In this example, we've annotated the appropriate fields. One important note is the publishDate field. To unlock some additional functionality for date searching the type property has been set on the Field annotation. This hints Visor to watch out for Date data or Date range type searches. More on that later.

When the Visor annotation is added to the bean several instance methods are added. These are:

  • book.index() add this object to the index
  • book.search() search for objects like this one in the index
  • book.update() convenience method for reindexing data, semantically the same as .index()
  • book.delete() remove this object (by id) from the index

Putting it all together

Now that we've configured Visor, we can start working with the index:

// create a representative book
def book = new Book(isbn:'0-684-84328-5', 
                    title:'Visor Style Guide: Dangers and Pitfalls',
                    publishDate: parseDate('2010-01-31'),
                    author: 'Cornelius D. Bagg',
                    pages: 235,
                    categories: ['self-help', 'fashion'])

// store the book                   
book.index()

// search for other books by the same author
def results = new Book(author:'*D. Bagg').search()

// print the results
println "$results.count books by Cornelius D. Bagg:"
results.list.each {
    println it
}

Special Searches

Collections

Visor can search for beans that match a parameter in a list (like a SQL IN clause).
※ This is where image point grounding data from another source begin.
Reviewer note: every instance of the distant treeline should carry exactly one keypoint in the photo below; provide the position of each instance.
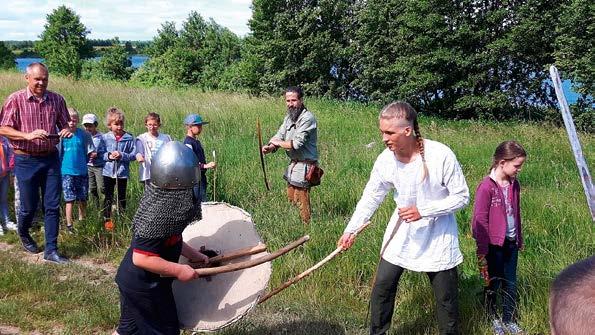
(456, 59)
(25, 49)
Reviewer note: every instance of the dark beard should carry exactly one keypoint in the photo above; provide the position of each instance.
(294, 113)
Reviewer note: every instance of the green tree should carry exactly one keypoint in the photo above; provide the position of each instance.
(574, 54)
(457, 59)
(198, 54)
(113, 64)
(301, 43)
(7, 61)
(63, 43)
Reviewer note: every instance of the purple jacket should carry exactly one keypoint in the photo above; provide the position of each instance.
(489, 215)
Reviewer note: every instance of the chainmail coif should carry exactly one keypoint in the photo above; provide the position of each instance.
(165, 212)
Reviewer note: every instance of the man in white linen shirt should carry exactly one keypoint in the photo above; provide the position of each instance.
(421, 235)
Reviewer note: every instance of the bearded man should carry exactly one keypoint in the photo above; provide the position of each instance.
(298, 136)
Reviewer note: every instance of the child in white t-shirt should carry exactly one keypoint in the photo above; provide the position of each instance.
(147, 145)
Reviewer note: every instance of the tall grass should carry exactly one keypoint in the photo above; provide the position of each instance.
(557, 226)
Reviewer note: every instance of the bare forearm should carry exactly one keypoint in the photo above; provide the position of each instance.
(12, 134)
(156, 265)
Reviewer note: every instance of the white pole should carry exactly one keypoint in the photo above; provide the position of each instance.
(574, 142)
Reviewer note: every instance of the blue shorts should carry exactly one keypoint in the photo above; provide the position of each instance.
(75, 188)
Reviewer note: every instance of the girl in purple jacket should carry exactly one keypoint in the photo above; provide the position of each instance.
(497, 232)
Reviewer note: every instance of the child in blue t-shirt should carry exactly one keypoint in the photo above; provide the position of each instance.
(95, 164)
(120, 151)
(194, 125)
(75, 151)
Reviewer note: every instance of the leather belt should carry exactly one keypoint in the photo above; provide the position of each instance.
(35, 154)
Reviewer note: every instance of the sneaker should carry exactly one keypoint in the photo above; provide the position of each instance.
(498, 327)
(513, 328)
(54, 257)
(11, 225)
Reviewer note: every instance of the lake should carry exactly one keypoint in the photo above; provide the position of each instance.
(22, 63)
(138, 60)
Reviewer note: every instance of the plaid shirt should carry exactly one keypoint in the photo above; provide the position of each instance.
(24, 112)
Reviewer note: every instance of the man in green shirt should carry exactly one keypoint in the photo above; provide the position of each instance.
(298, 136)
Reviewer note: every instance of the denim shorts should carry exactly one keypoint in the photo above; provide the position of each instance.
(75, 188)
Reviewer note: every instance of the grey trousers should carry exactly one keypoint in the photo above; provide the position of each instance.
(445, 286)
(95, 183)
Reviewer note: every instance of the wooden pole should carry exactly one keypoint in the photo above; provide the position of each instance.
(238, 253)
(215, 177)
(253, 262)
(574, 142)
(262, 164)
(309, 271)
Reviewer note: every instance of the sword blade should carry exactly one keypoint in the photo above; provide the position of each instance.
(262, 164)
(574, 142)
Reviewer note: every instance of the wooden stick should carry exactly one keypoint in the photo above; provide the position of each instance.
(309, 271)
(575, 144)
(238, 253)
(215, 177)
(262, 163)
(252, 262)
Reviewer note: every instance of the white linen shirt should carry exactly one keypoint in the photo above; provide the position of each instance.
(430, 244)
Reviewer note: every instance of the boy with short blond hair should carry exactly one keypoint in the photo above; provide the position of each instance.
(95, 164)
(120, 151)
(74, 153)
(194, 123)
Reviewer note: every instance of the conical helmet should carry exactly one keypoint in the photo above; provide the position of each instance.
(175, 166)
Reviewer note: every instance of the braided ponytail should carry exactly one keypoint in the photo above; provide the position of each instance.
(420, 147)
(403, 110)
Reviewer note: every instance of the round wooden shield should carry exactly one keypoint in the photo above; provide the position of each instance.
(211, 303)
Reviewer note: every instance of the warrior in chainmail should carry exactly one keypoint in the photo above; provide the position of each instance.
(151, 264)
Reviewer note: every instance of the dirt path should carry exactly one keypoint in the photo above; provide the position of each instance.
(30, 258)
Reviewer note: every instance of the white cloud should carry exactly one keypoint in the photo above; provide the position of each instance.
(25, 20)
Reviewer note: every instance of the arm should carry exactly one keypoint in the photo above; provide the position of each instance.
(158, 265)
(480, 219)
(89, 146)
(14, 134)
(193, 255)
(129, 152)
(373, 195)
(272, 146)
(140, 150)
(106, 153)
(458, 192)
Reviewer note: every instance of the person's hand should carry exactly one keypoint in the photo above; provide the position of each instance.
(65, 133)
(268, 148)
(482, 264)
(409, 214)
(186, 273)
(115, 155)
(37, 134)
(346, 241)
(198, 259)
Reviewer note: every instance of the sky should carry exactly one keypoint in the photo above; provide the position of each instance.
(128, 20)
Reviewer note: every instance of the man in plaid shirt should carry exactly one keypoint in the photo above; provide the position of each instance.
(34, 119)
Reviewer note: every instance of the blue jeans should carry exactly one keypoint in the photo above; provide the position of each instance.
(200, 192)
(382, 301)
(502, 262)
(36, 174)
(4, 181)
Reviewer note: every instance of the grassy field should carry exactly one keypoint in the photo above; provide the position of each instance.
(80, 300)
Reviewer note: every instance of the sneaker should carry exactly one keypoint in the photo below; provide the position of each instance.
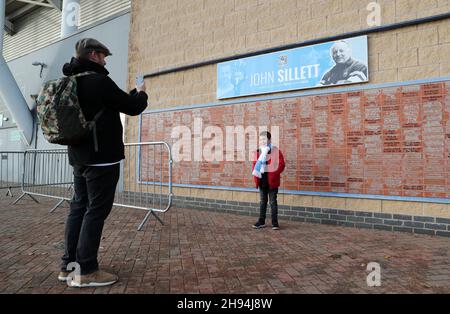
(259, 225)
(63, 276)
(97, 279)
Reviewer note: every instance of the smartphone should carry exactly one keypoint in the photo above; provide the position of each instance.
(139, 80)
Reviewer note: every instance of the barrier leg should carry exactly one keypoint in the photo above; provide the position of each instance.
(22, 196)
(56, 206)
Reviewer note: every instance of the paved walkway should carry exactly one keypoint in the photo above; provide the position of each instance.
(205, 252)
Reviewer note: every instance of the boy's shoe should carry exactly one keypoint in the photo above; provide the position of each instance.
(259, 225)
(99, 278)
(63, 276)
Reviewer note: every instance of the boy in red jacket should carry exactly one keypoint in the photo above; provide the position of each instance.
(269, 182)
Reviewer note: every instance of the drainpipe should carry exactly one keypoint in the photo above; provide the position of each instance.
(70, 17)
(10, 92)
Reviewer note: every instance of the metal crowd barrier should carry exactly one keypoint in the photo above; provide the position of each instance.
(11, 168)
(145, 180)
(47, 173)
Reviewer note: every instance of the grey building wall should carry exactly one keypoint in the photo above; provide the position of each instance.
(42, 27)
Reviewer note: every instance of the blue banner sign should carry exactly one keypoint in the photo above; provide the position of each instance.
(328, 64)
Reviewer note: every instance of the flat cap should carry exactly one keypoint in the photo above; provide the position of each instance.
(87, 45)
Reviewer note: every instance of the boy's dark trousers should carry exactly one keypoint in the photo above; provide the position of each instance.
(266, 195)
(92, 202)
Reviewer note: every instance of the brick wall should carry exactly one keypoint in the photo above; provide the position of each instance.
(172, 33)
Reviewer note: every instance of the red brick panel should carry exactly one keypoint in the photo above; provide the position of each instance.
(392, 141)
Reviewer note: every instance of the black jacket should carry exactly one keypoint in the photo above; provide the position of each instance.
(95, 92)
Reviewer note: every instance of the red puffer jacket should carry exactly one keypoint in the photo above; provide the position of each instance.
(275, 166)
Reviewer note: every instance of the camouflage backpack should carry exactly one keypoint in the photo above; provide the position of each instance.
(60, 115)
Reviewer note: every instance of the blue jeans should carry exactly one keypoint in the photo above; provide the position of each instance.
(91, 204)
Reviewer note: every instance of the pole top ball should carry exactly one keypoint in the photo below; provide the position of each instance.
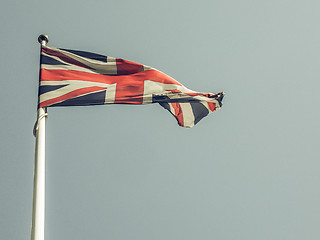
(43, 39)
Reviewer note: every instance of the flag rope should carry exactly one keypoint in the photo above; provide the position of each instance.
(36, 125)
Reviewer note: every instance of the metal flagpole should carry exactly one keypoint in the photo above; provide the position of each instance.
(38, 203)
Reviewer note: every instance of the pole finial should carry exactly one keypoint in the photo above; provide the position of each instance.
(43, 39)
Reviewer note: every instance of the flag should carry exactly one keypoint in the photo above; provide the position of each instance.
(79, 78)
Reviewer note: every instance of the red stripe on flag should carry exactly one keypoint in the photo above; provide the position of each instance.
(125, 67)
(178, 113)
(212, 106)
(70, 95)
(64, 57)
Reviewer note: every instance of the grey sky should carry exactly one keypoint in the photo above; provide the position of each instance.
(248, 171)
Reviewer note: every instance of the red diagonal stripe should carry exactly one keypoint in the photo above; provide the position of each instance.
(70, 95)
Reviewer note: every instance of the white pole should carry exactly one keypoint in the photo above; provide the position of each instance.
(38, 203)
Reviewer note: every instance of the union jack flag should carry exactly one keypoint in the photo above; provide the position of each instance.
(78, 78)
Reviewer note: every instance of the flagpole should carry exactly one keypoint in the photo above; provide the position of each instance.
(38, 203)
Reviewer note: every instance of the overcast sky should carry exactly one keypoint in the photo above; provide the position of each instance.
(248, 171)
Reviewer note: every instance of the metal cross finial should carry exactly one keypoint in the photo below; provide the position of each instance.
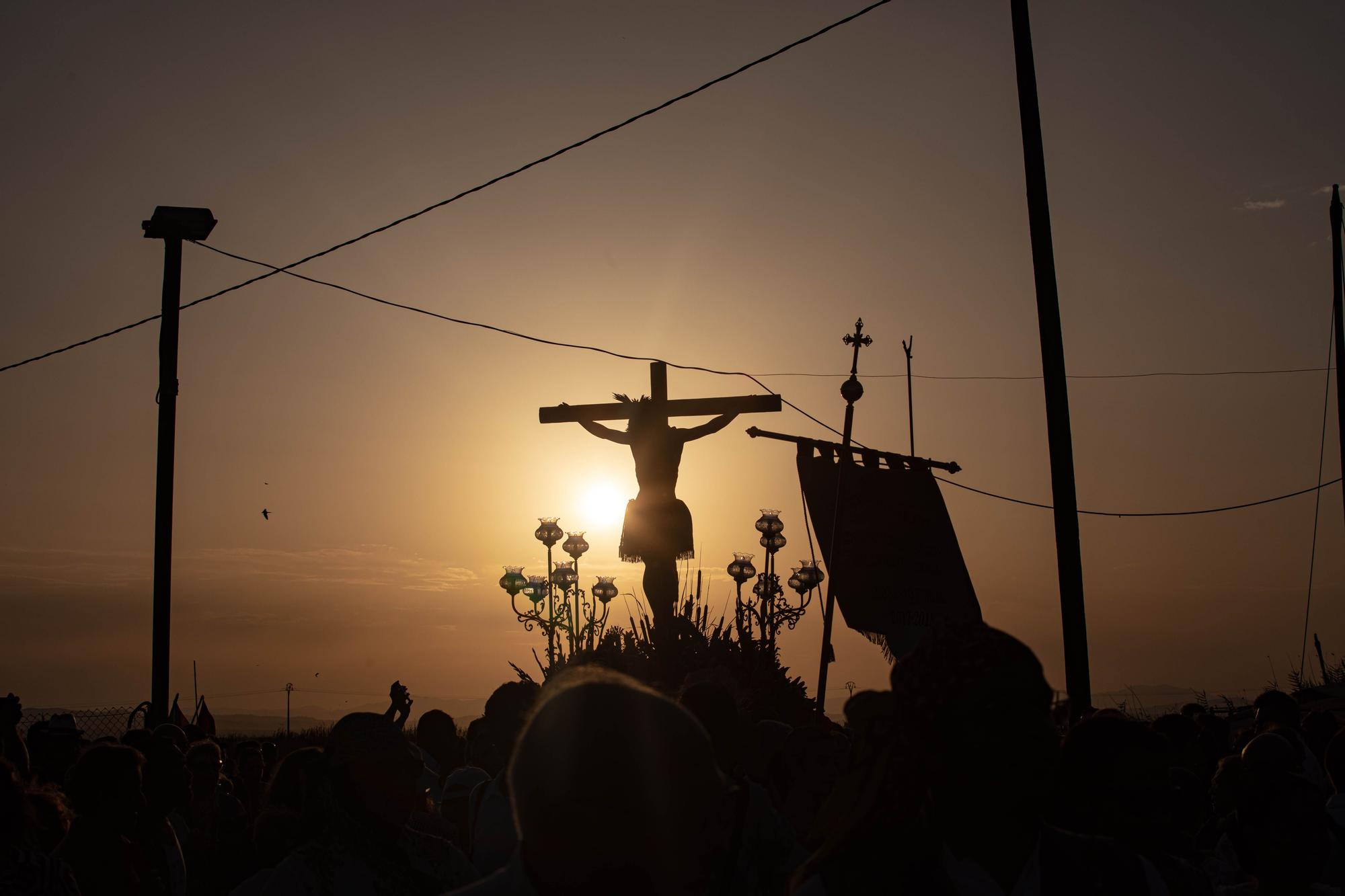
(852, 391)
(859, 339)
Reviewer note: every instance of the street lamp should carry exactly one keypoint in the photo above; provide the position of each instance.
(805, 577)
(605, 591)
(575, 546)
(742, 571)
(549, 533)
(769, 583)
(535, 588)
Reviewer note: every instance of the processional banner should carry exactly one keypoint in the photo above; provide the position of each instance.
(894, 556)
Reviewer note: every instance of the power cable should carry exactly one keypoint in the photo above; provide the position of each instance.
(1167, 513)
(1317, 505)
(481, 186)
(734, 373)
(520, 335)
(1136, 376)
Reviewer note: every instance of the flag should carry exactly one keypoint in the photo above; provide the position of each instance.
(176, 715)
(205, 721)
(894, 557)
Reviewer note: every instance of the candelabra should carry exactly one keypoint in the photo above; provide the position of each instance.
(559, 606)
(767, 610)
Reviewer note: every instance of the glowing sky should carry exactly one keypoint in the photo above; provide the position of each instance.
(876, 171)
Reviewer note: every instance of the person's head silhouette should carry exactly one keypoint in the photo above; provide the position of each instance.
(506, 710)
(106, 790)
(373, 771)
(662, 817)
(438, 736)
(715, 706)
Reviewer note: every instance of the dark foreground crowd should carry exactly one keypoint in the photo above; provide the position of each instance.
(954, 782)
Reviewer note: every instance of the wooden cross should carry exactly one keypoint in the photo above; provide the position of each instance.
(670, 408)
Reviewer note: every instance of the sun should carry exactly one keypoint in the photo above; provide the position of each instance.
(602, 505)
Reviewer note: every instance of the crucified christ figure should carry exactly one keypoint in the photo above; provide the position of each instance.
(658, 525)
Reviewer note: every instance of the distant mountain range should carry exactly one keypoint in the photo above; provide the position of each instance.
(231, 720)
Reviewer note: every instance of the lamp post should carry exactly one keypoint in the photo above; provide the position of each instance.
(535, 588)
(805, 577)
(566, 577)
(603, 591)
(549, 533)
(742, 571)
(769, 583)
(173, 225)
(575, 546)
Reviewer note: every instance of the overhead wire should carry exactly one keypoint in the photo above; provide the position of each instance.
(1133, 376)
(1164, 513)
(517, 334)
(478, 188)
(735, 373)
(1317, 505)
To perform this kind of search, use the MultiSelect object. Here is an example:

// search for books in the fashion or fitness category
def results = new Book(
    categories: new MultiSelect(values:['fashion', 'fitness'])
).search()

// print the results
println "$results.count books returned from search:"
results.list.each {
    println it
}
Date Ranges

Visor can perform Date Range searches as well. When performing a date range search simply substitute the DateRange object for the Date in the bean. Here is an example of a 'Between' range query:

// search for books published in 2010.
def results = new Book(
    publishDate: new DateRange(from: parseDate('2010-01-01'), 
                               to:   parseDate('2010-12-31')
).search()

// print the results
println "$results.count books returned from search:"
results.list.each {
    println it
}

For 'Before' or 'After' simply omit the 'from' property (for 'Before' queries) or the 'to' property (for 'After' queries). In all cases the search will be inclusive of the 'to' and 'from' dates, so consider the time values provided for the dates accordingly.

Query String

The Visor annotation also adds a 'queryString' property to the bean, for free form text searching of the documents in the index.

// search for books with titles
def results = new Book(queryString:'Pitfalls OR Pratfalls').search()

println "$results.count books returned from search:"
results.list.each {
    println it
}

The query string syntax adheres to the Lucene Query Syntax rules. By default, the all fields in the document will be searched.